Increased consumption of so-called free sugars -- including additives to foods and those naturally present in honey, syrups and fruit juices -- led to an average gain of 0.8 kilograms (or 1.8 pounds) in body weight in adults, University of Otago researchers in New Zealand found in a review of 71 studies. Limiting the analysis to studies lasting longer than eight weeks, weight gain was 2.7 kilograms (or 6 pounds), they said.
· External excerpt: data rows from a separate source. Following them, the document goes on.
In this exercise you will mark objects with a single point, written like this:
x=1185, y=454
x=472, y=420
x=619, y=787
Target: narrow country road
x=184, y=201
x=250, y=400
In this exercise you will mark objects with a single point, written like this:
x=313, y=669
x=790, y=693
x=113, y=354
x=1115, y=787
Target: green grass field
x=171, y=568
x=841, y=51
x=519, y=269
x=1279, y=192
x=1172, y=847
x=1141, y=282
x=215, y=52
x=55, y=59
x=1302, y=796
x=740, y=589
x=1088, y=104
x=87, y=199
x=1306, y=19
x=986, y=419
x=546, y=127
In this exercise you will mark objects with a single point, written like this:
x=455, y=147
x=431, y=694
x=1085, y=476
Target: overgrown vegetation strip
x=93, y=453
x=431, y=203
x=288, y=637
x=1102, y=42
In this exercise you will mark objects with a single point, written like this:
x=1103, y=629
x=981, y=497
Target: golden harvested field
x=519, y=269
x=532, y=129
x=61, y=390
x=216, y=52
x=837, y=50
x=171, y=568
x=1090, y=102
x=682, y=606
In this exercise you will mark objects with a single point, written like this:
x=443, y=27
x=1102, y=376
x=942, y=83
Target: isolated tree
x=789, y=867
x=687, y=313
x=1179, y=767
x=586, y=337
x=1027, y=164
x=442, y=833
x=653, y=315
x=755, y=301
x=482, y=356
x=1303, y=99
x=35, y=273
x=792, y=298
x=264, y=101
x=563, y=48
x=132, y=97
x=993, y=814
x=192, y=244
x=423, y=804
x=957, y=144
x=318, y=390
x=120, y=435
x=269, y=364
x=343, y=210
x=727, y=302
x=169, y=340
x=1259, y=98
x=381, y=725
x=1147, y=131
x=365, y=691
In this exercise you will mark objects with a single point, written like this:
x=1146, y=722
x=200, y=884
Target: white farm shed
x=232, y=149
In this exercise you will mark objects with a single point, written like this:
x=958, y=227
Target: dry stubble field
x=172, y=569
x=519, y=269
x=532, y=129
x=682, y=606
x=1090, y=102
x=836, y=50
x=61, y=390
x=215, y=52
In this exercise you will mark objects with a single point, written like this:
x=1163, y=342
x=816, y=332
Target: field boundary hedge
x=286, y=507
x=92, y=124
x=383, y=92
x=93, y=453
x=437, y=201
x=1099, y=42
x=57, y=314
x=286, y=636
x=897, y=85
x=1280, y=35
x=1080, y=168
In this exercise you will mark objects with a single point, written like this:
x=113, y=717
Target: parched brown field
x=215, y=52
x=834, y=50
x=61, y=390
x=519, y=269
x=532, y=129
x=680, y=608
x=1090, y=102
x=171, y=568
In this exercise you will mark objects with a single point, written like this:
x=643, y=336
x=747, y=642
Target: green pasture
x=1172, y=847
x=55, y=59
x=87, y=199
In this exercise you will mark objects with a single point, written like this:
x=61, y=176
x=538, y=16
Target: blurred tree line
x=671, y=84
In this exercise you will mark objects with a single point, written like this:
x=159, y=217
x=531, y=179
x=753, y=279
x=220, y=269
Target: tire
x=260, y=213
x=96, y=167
The WHO commissioned the review in preparation for updating its 2003 recommendation that free sugar be limited to less than 10 percent of energy intake. The study adds to a debate over public policy aimed at curbing the obesity epidemic and related diseases, including New York City's decision to restrict sales of large-sized sugary soft drinks.
"When considering the rapid weight gain that occurs after an increased intake of sugars, it seems reasonable to conclude that advice relating to sugars intake is a relevant component of a strategy to reduce the high risk of overweight and obesity in most countries," the authors said in a paper published Wednesday in the British Medical Journal.
Cutting consumption of sugars led to an average 0.8-kilogram reduction in weight in adults, according to five studies that ranged from 10 weeks to eight months, the authors said. Among studies in children, comparison of varying levels of consumption suggested a "significantly increased risk" of being overweight associated with higher intakes, they said.
"This review clearly indicates the positive association, which I think is quite striking, given that no such systematic reviews have been conducted so far," Chizuru Nishida, a coordinator in the WHO's Department of Nutrition for Health and Development in Geneva, said in an interview. The study defends the current WHO guidelines that have been criticized as having no scientific basis, she said.
The WHO has commissioned a second study, to be published sometime in the next few months, looking at sugars and tooth decay and will consider both analyses in its updated recommendation, Ms. Nishida said.
"Reducing the amount of sugar consumed in drinks deserves special attention because of the strength of the evidence and the ease with which excessive sugar is consumed in this form," said Walter Willett, a Harvard School of Public Health professor, and David Ludwig, a Boston Children's Hospital professor, in an editorial accompanying the study. "But questions remain. What is a desirable limit?"
In September, New York City's Board of Health approved Mayor Michael Bloomberg's plan to restrict sales of sugary soft drinks to no more than 16 ounces (450 grams) a cup. They rejected arguments from Coca-Cola Co., PepsiCo Inc. and restaurant companies whose coalition says the issue is about consumers' freedom to choose. The mayor is founder and majority owner of Bloomberg News parent Bloomberg LP.